Discussion in 'Psychology' started by downrivertrader, Oct 15, 2007.

  1. The Consensus View

    I think most of us would agree it is valuable to understand the consensus view of positioning in the markets we trade. Whether you are a intraday trader, intermediate term trader or long term trader knowing what the herd thinks can present some interesting profit opportunities. I believe most of the market analysis is done by a few and spread to the masses. Mostly a decision made on underlying fundamentals or a belief of what the fundamentals are. Who are the few who spread the analysis to the masses? Most people will accept without a lot of thought what the "experts" say is going to happen. The snowball effect takes place and few are willing to speak of a different view.

    I have made a goal to get a better handle on what the masses are saying and thinking about the markets I trade. I use this information to position against the view most of the time or just to understand what might happen when data hits and markets trade emotionally for a session or so. Most of the time I just watch the market and come up with an opinion on what the consensus view is based on very limited information. I trade mostly in the currency markets. I would like to know how the larger traders, institutions, hedge funds decide how to "generally" position in a market based on the consensus view. For instance, if "such and such" thinks the EURUSD is going ot 1.6000 by the end of 2007....who is such and such? Maybe it is easier for stocks and index futures, but for many tradables I am not sure where to look.

    My question is how do traders, isolated and with little resources other than what is on the web, discern what the consensus view is for the market they participate in?

    I think forums like ET might be a great place to help traders come up with what the herd is thinking based on comments in a thread like this.

    I was hoping traders might use this thread to glean information, filter out what is of no use, and come to a feeling for what the consensus view really is in the trenches

    I was thinking some simple, plain english, discussion would be good for most of us, but for those of you who are more knowledgeable on economics and fundamentals, well then have at it.
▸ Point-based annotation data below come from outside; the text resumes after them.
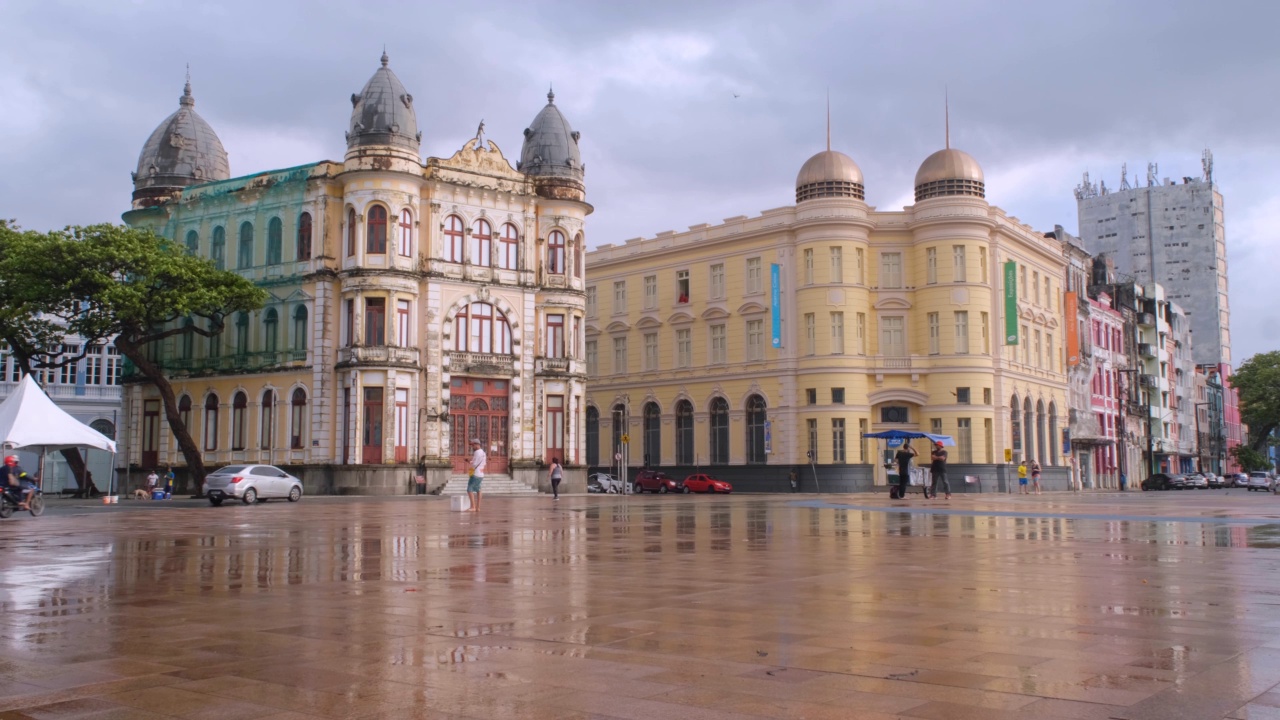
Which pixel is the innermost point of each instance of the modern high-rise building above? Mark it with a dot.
(1170, 233)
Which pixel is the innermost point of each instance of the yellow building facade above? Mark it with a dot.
(758, 341)
(414, 304)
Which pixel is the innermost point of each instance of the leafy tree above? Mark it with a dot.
(1258, 386)
(131, 285)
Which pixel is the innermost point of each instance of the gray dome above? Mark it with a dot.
(551, 146)
(383, 113)
(949, 172)
(830, 174)
(181, 153)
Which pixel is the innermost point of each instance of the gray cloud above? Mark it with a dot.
(1040, 92)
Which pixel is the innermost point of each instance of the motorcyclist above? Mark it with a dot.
(16, 482)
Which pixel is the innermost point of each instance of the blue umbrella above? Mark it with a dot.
(910, 434)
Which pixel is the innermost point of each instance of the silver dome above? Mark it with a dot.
(551, 146)
(182, 151)
(949, 172)
(383, 113)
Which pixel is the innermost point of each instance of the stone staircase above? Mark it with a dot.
(493, 484)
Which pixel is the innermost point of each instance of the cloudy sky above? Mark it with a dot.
(689, 112)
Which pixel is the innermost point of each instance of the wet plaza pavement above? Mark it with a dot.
(1142, 606)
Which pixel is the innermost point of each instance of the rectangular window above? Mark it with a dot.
(753, 276)
(755, 340)
(720, 354)
(837, 440)
(554, 336)
(894, 336)
(684, 349)
(891, 270)
(961, 332)
(620, 355)
(402, 323)
(375, 320)
(650, 292)
(620, 297)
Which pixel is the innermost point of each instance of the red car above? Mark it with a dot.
(656, 481)
(705, 483)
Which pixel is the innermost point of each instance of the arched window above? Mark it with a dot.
(481, 328)
(211, 423)
(652, 434)
(684, 433)
(240, 406)
(274, 241)
(242, 333)
(351, 232)
(183, 411)
(268, 427)
(297, 418)
(375, 231)
(300, 328)
(755, 420)
(270, 329)
(305, 236)
(508, 247)
(453, 249)
(245, 253)
(1015, 428)
(406, 246)
(556, 253)
(720, 432)
(1052, 433)
(218, 249)
(1041, 449)
(481, 244)
(593, 436)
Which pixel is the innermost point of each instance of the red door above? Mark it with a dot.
(479, 409)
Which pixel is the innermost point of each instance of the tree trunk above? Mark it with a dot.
(155, 374)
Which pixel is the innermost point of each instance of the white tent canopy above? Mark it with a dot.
(30, 420)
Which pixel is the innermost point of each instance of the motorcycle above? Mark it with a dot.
(9, 504)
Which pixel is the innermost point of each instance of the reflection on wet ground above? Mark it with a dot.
(1141, 606)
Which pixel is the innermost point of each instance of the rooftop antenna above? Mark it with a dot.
(828, 118)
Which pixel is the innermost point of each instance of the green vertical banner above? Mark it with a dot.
(1010, 302)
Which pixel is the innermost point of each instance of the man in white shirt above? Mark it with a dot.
(478, 461)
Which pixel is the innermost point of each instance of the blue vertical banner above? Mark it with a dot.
(776, 301)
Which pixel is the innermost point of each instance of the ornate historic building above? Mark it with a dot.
(414, 304)
(773, 343)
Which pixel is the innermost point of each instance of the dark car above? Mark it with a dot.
(1160, 481)
(656, 481)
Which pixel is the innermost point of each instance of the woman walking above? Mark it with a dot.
(557, 475)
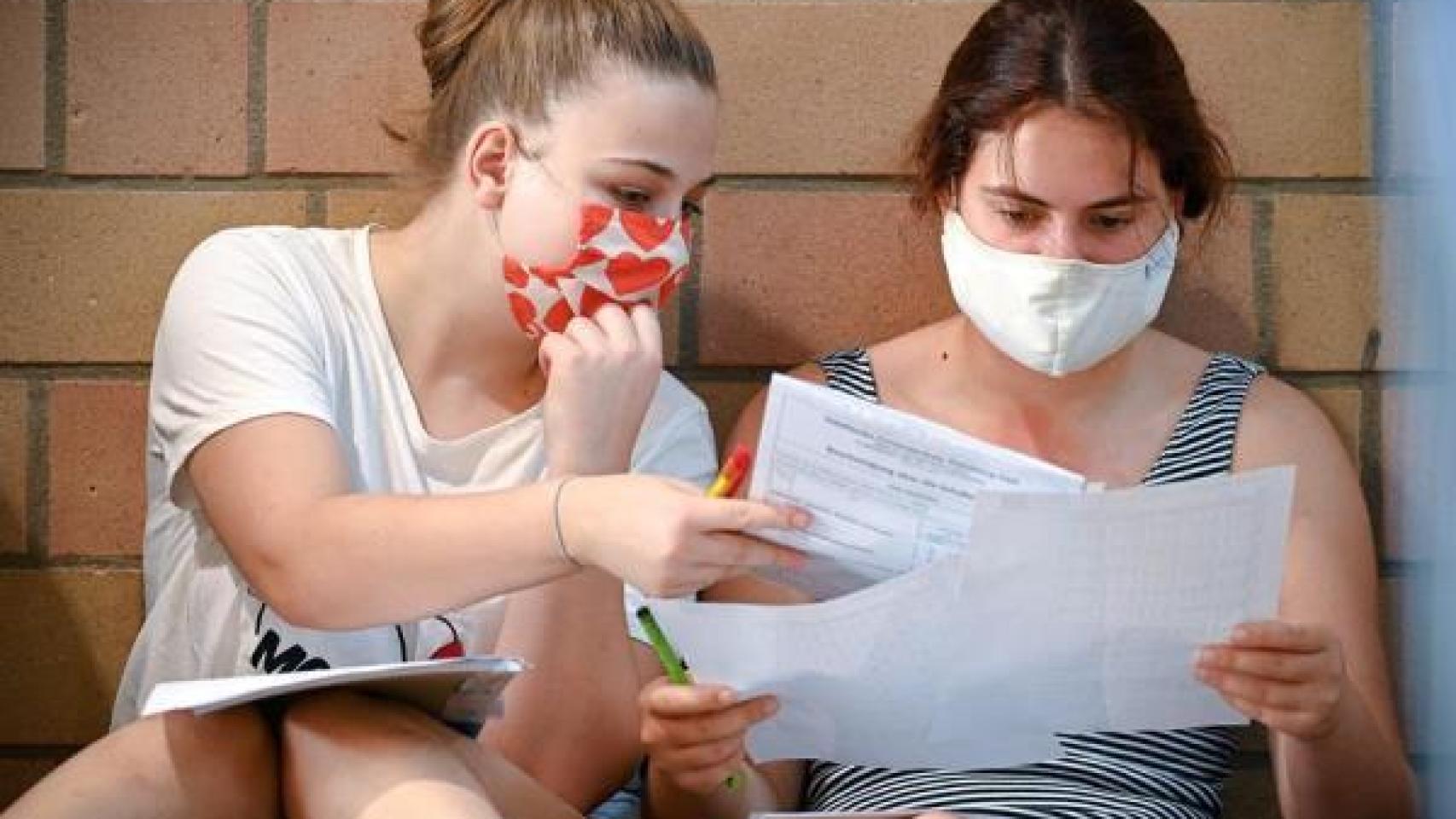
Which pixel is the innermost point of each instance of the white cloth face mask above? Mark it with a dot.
(1056, 316)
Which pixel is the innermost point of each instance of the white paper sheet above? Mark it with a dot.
(888, 491)
(460, 690)
(1068, 613)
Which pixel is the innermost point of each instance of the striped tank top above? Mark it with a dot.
(1165, 774)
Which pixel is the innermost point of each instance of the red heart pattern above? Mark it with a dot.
(645, 262)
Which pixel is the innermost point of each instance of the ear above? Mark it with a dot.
(488, 154)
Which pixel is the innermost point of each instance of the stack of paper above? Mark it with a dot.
(999, 619)
(888, 491)
(462, 690)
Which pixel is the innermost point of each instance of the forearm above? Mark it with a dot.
(754, 792)
(360, 561)
(571, 720)
(1353, 773)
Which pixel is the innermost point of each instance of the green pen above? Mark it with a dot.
(673, 664)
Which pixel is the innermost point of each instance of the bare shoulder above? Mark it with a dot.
(1282, 425)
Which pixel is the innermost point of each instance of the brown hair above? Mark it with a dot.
(513, 57)
(1104, 59)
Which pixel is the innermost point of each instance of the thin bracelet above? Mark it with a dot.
(555, 520)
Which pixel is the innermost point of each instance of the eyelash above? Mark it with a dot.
(1016, 218)
(632, 198)
(637, 200)
(1101, 222)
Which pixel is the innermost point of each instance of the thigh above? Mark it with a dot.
(347, 755)
(171, 765)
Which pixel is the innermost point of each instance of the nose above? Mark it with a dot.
(1060, 241)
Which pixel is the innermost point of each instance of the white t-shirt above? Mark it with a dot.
(287, 320)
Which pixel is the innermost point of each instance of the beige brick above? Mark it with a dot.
(785, 295)
(1342, 406)
(1325, 294)
(22, 84)
(836, 101)
(98, 468)
(389, 208)
(1286, 82)
(84, 272)
(15, 428)
(335, 72)
(20, 773)
(1210, 301)
(158, 88)
(66, 635)
(725, 402)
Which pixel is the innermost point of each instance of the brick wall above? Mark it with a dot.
(134, 128)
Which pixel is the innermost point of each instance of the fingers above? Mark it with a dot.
(612, 329)
(734, 553)
(736, 515)
(668, 700)
(649, 329)
(705, 713)
(1278, 635)
(695, 734)
(1284, 676)
(1286, 666)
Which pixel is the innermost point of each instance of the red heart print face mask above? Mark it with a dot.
(622, 258)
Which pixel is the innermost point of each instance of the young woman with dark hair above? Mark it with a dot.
(1068, 156)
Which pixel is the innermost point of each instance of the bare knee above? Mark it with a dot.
(177, 764)
(226, 764)
(389, 751)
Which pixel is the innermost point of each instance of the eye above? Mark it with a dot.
(1109, 223)
(632, 198)
(1016, 217)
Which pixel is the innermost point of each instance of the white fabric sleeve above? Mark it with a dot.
(241, 338)
(684, 450)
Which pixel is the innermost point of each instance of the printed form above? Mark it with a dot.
(888, 491)
(1015, 610)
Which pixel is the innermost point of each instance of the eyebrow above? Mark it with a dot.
(647, 165)
(1021, 197)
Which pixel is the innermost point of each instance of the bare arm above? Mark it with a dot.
(276, 492)
(1318, 678)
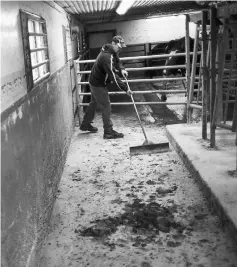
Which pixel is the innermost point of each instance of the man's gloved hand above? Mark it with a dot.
(124, 73)
(129, 92)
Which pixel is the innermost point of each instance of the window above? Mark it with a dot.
(67, 43)
(35, 47)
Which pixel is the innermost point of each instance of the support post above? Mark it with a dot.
(221, 58)
(193, 74)
(204, 76)
(78, 91)
(187, 45)
(213, 74)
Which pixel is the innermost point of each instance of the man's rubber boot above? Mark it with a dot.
(112, 135)
(89, 128)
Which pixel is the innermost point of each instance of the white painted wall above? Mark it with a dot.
(13, 83)
(147, 30)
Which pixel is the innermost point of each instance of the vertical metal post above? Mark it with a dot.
(213, 74)
(204, 76)
(217, 109)
(187, 45)
(78, 88)
(193, 74)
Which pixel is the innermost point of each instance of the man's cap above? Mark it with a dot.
(119, 40)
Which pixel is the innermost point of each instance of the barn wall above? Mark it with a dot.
(146, 30)
(36, 129)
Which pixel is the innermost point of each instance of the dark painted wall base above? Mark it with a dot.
(35, 140)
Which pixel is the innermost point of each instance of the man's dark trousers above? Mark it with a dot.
(100, 97)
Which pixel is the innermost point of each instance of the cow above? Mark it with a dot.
(174, 47)
(158, 49)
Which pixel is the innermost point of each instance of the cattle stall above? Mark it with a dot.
(47, 51)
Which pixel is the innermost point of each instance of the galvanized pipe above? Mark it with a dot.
(149, 80)
(144, 68)
(142, 103)
(138, 57)
(144, 92)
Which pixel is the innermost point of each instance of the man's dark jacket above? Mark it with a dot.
(107, 69)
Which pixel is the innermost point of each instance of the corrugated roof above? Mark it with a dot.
(92, 11)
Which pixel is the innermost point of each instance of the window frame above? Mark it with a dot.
(66, 50)
(25, 16)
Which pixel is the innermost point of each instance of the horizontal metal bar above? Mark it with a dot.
(148, 80)
(195, 106)
(38, 49)
(141, 103)
(223, 125)
(138, 57)
(143, 92)
(42, 78)
(40, 64)
(144, 68)
(37, 34)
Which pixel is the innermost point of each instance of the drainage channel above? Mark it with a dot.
(116, 210)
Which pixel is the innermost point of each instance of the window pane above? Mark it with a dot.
(31, 25)
(32, 42)
(35, 74)
(36, 26)
(33, 59)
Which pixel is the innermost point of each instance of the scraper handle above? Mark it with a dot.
(137, 112)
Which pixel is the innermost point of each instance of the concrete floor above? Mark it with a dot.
(214, 168)
(95, 221)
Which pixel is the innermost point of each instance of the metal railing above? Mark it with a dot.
(80, 71)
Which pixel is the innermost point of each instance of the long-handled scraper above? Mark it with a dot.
(147, 147)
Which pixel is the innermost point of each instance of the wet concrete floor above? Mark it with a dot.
(113, 209)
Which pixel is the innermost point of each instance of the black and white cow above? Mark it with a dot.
(158, 49)
(175, 47)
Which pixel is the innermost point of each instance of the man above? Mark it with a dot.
(105, 70)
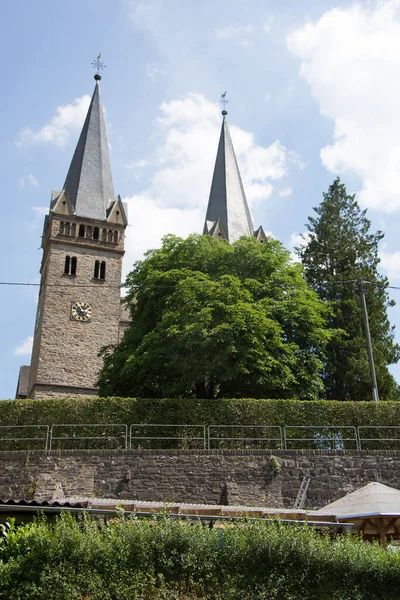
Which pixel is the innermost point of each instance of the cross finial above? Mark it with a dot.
(98, 65)
(223, 103)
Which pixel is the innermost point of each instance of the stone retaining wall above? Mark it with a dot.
(215, 476)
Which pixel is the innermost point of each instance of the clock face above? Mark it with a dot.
(81, 311)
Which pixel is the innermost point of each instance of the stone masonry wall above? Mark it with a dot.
(210, 477)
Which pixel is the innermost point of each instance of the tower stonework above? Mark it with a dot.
(79, 307)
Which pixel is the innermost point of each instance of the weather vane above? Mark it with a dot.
(224, 102)
(98, 65)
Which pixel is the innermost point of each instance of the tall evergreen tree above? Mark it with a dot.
(338, 252)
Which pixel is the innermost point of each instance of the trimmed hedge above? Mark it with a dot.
(168, 559)
(236, 413)
(198, 412)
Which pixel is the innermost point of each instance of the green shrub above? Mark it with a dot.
(240, 412)
(167, 559)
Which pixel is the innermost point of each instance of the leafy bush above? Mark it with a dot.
(237, 412)
(168, 559)
(198, 412)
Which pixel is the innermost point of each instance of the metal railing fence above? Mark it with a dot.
(244, 441)
(64, 435)
(158, 442)
(163, 436)
(325, 437)
(12, 429)
(367, 442)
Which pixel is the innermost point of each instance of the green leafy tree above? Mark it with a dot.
(339, 250)
(210, 319)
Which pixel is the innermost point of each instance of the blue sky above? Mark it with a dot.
(313, 92)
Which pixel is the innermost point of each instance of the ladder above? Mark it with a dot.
(302, 493)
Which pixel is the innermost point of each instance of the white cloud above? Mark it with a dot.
(25, 348)
(137, 164)
(153, 70)
(175, 200)
(298, 239)
(68, 118)
(350, 58)
(29, 180)
(231, 32)
(390, 262)
(268, 23)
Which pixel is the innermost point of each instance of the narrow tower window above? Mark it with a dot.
(70, 265)
(99, 270)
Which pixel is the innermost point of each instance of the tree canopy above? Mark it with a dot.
(210, 319)
(339, 251)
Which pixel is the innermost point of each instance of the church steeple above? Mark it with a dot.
(228, 215)
(89, 186)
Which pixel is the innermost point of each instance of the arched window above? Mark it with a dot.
(70, 265)
(99, 269)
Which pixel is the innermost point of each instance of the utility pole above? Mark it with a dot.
(375, 394)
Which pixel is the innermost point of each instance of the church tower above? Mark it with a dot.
(79, 306)
(228, 215)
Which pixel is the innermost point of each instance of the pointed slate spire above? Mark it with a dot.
(228, 214)
(89, 184)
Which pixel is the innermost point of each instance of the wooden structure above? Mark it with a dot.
(373, 509)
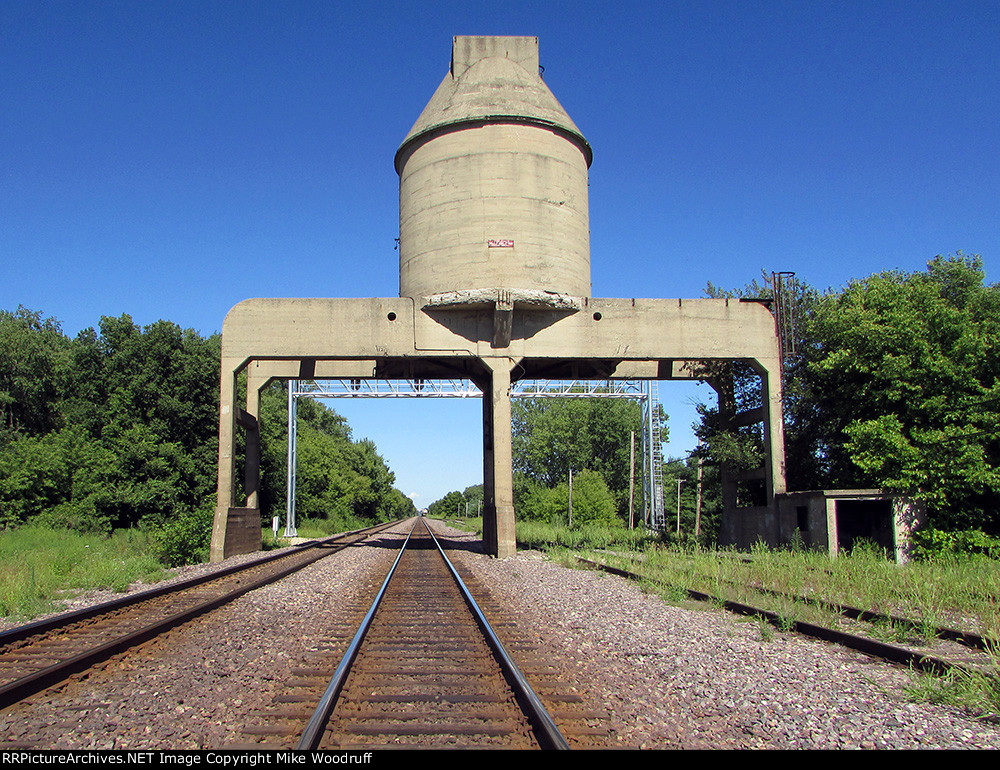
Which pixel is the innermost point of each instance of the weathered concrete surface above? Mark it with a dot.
(494, 286)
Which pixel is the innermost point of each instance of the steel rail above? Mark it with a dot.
(313, 734)
(883, 650)
(19, 633)
(19, 689)
(545, 726)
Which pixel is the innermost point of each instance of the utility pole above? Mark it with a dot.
(631, 482)
(571, 498)
(679, 507)
(697, 504)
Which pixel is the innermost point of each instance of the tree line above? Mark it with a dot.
(118, 427)
(890, 382)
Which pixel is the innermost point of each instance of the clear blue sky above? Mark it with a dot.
(168, 159)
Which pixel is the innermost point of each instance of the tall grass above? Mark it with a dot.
(40, 566)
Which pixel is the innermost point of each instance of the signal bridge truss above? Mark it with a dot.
(643, 391)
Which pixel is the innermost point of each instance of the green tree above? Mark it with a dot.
(904, 374)
(593, 502)
(551, 436)
(893, 384)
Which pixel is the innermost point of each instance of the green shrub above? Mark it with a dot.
(935, 544)
(185, 539)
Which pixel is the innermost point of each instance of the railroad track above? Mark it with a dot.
(425, 669)
(41, 654)
(970, 652)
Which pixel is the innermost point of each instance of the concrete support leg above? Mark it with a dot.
(226, 483)
(251, 472)
(498, 508)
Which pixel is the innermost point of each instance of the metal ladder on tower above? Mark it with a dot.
(652, 458)
(656, 456)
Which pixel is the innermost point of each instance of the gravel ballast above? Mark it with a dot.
(667, 677)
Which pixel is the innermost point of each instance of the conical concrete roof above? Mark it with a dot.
(494, 89)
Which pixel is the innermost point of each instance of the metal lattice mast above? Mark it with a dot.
(290, 530)
(643, 391)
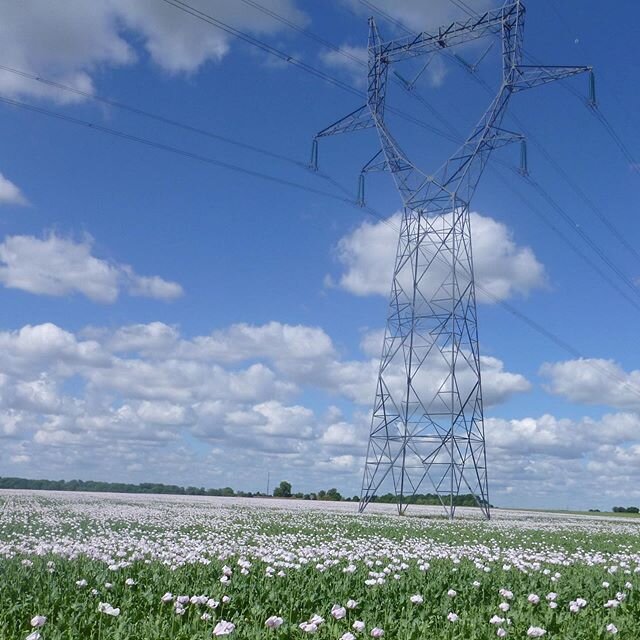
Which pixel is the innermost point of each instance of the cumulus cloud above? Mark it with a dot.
(594, 381)
(125, 402)
(240, 388)
(579, 463)
(68, 42)
(10, 193)
(57, 266)
(502, 267)
(352, 61)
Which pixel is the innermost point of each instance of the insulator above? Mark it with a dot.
(592, 89)
(524, 167)
(360, 199)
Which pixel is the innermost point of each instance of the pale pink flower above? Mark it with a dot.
(38, 621)
(223, 628)
(338, 612)
(273, 622)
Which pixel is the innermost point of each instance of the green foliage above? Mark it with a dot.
(283, 490)
(463, 500)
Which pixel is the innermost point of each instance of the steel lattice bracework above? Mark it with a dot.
(427, 422)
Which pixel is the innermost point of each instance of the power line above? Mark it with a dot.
(545, 195)
(171, 122)
(537, 326)
(168, 148)
(286, 57)
(175, 150)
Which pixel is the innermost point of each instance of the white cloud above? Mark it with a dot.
(69, 41)
(502, 268)
(112, 403)
(57, 266)
(352, 60)
(594, 381)
(10, 193)
(576, 463)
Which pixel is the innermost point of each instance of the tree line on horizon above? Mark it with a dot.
(283, 490)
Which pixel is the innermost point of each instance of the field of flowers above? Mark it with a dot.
(104, 566)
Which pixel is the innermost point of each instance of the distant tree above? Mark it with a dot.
(283, 490)
(333, 495)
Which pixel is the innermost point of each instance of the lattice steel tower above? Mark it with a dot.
(427, 425)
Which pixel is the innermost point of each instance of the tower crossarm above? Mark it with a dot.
(529, 76)
(490, 23)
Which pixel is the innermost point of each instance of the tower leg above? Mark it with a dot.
(427, 429)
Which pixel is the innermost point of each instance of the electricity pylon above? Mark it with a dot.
(427, 422)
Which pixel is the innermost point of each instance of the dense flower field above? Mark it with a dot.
(79, 566)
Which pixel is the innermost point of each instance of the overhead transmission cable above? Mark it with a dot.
(554, 204)
(171, 122)
(178, 151)
(163, 147)
(539, 328)
(286, 57)
(175, 150)
(634, 165)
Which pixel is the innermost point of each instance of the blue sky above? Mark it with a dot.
(165, 319)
Just simple comments are valuable. For instance, "I mostly trade AAPL and I think it is going up this year because of the iPhone"....or something like, " I am bearish the British Pound because there is no way a "Pound is worth twice as much as the dollar"....or "real inflation is in food and energy, I am buying calls on wheat and soybeans".......

    Maybe you subscribe to a publication, read at a website, know an analyst from the big house, etc.
     
  2. There is a chapter on Consensus or Group think in the book "HedgeHogging" imo is very good. The only other thought I could offer re consensus, while reading is to discern the authors intent, his motive, what is he really saying and to whom. On the flip side, ya got your consensus, then you have your contrarians, then you have your contracontrarians.
    :confused:
     
  3. With all due respect, i don't really understand how you should trade based on this consensus...

    Like, when you are bearish the GBPUSD for instance, then you only act in downtrends?

    It could be an idea, but i think it is fairly hard to know what the mass is thinking, because it's actually what you are thinking and attributing it to the masses.

    Even when trading fundamentals, and this can be proven, you have patterns....

    I am not a fundamental trader, but i know some and they look for patterns. They don't go "Ok, such and such economic indicator came out like this so this must mean that such and such should go like this, and so on"

    They usually go for the kill when some clear fundamental setups occur that have worked through time and again...

    But they always couple it with technicals.

    Example: Last unemployment report came out. New jobs was positive, but unemployment rate was negative. Dollar strengthens but they waited for it to run out of steam to sell it, because it was all in the unemployment rate.

    So yea, you can say ... Because the masses thought it was good news for the dollar they bought it..... But you never reallly know for sure what it was that made them buy ....
     
  4. The real consensus view is reflected in price... because that shows the consensus of all participants who have acted upon it at that time. The big players always act before the "consensus view" becomes the cool, trendy belief. Why not just react to setups regardless of what you think other Joes think?
     
  5. correct
     
  6. Just what I was about to say! The market understands better than any trader on earth. Indicators, predictions, gurus and everything else that thinks it knows better than the market, are little more then Don Quixotes... They find more profit selling their advice to unsuspecting newbie traders.

    People who think they know better than the market are like a Pee Wee football league team, taking on an NFL all-star team. After the score exceeds 200 to 3, maybe they will finally get it...

    That is why I am always amused at the constant effort of options traders to find "undervalued" options. The market is not stupid. It knows almost all and sees almost all. The ability of market instruments to factor in the expectations, news, world events, traders, investors, interest rates, supply&demand, etc. is breathtaking. It works.

    As you said: PRICE
     
  7. Aisone

    Aisone

    I trade stocks and always try to avoid what the broad market is doing and what the consensus is about it. There is usually so much independent volatility on a stock-by-stock basis that looking at the broad picture is usually more distracting than anything. And when stuff hits the fan in the broad market, its still more about price value on an individual basis for me than anything else.
     
  8. rwk

    rwk

    I believe that market prices are determined by fundamentals most of the time. The problem, from the trader's perspective, is which fundamentals are moving things right now? It changes all the time.

    There can also be divergences from fundamental value, but as JM Keynes pointed out, "the market can stay irrational longer than you can stay solvent".

    I prefer technical analysis because I can program my computer to trade while I do more intersting things like read, take walks, or nap. Rather than trying to figure out the consensus, I prefer to live with the uncertainty.